Ultimately, the key to a company’s health and the achievement of long-term goals lies in identity and organisational DNA.
3. Innovation
Technology, globalisation, climate change and the rise of new generations are creating new paradigms at an ever increasing rate. Disruptions lurk behind every corner and business models can soon become redundant. Businesses need to quickly grasp new realities in order to adapt, reinvent themselves and stay competitive. The COVID-19 pandemic is a brutal example.
This is why innovation has become so important to corporations. Without innovation there is no evolution; it has been scientifically proven that creation does not arise from an enlightened genius in a glass dome, but from the active exchange of ideas between people with different views. This is just as likely to happen during relaxed, casual meetings as formal brainstorming sessions.
If we all stay at home, connecting via scheduled videoconferences with preset agendas, innovation will hardly flourish.
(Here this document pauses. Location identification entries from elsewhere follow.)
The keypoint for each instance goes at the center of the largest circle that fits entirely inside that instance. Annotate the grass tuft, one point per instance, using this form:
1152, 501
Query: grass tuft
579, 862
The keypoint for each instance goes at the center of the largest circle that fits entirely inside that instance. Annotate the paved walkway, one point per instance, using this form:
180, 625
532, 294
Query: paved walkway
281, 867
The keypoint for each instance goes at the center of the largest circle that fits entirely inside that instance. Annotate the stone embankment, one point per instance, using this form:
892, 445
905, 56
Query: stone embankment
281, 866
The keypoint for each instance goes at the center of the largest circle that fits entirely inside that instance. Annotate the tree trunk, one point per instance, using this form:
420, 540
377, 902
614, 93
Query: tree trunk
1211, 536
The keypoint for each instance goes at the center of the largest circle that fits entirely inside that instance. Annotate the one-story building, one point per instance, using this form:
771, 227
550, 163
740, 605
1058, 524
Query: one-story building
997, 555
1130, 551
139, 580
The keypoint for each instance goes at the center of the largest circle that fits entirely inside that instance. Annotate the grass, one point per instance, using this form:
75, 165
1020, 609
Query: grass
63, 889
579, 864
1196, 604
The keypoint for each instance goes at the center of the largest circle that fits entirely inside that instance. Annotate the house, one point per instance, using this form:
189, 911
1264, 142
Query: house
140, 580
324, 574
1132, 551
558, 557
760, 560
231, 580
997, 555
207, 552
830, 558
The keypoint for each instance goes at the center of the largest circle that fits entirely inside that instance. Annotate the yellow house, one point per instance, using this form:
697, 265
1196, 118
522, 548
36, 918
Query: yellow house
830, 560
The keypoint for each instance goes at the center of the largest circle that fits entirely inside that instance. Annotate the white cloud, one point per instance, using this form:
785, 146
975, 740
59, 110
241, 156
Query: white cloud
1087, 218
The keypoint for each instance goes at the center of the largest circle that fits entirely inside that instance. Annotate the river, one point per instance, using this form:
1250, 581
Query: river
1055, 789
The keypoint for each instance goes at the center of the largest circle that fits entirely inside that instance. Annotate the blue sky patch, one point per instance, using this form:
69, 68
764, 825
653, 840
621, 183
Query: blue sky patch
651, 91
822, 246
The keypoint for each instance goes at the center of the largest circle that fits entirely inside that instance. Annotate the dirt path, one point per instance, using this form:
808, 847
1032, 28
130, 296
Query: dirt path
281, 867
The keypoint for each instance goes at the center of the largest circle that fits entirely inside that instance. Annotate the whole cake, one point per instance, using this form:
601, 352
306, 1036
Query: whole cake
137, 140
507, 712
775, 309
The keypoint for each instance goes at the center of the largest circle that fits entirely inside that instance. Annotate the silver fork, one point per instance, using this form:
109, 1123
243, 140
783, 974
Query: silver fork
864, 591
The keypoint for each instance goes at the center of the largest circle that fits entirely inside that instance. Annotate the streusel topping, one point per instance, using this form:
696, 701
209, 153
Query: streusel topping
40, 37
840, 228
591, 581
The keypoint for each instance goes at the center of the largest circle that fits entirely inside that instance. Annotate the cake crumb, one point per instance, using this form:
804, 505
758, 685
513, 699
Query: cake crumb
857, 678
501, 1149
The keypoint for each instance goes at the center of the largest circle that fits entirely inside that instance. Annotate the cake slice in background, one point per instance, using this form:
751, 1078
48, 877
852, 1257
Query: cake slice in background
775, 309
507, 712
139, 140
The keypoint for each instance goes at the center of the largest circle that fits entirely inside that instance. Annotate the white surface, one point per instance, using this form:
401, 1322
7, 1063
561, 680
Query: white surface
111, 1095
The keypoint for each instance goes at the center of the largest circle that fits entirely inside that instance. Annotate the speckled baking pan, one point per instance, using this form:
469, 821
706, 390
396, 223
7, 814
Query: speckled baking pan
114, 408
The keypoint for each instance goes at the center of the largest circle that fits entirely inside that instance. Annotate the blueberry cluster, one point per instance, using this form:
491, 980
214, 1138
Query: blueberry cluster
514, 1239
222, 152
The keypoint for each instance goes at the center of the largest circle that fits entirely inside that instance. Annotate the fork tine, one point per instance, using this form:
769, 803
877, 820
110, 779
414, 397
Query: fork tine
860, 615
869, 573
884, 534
This could mark the beginning of a company’s decline and loss of competitiveness.
A flexible future
Contract Workplaces in Latin America recently conducted a survey with more than 2,000 participants. Asked where they would choose to work when the quarantine is over, more than 83% said they wanted the flexibility to choose the place most appropriate for them.
This is why I believe the polycentric office will be the new standard for most of us in the near future. We can work from home, in the corporate office or in another kind of space – coworking spaces, cafés, libraries, satellite offices – depending on what is most appropriate and convenient. This offers numerous advantages: less commuting, lower carbon footprint, enhanced wellbeing, better work/life balance, lower costs for both companies and employees, and more agile and productive teams.
In the medium term, it is harder to predict. Today’s industries are at the mercy of constantly changing, volatile markets which make it almost impossible to define what a company’s space needs are likely to be.
Organisations will need more flexibility in terms of the square footage they will utilise to house their operations. They will also want to minimise capital costs. This makes the ‘office as a service’ model highly convenient for the times. Companies take on a ready-to-use space with maintenance as part of the service package, leaving them free to focus on operational expenditure. The space can grow or shrink according to the organisation’s needs – flexibility is the name of the game.
JLL recently reported that since 2010, the Flex Office model has been expanding in Latin America at an average rate of 23% per year. It projects that by 2030, 30% of corporate office space will operate on this basis. The trend is expected to accelerate following the COVID-19 pandemic.
To conclude, the forced experiment in home working has provided us with invaluable lessons which organisations need to absorb and capitalise on when we return to normality. Only then can we design and build a world better suited to the way we want to work.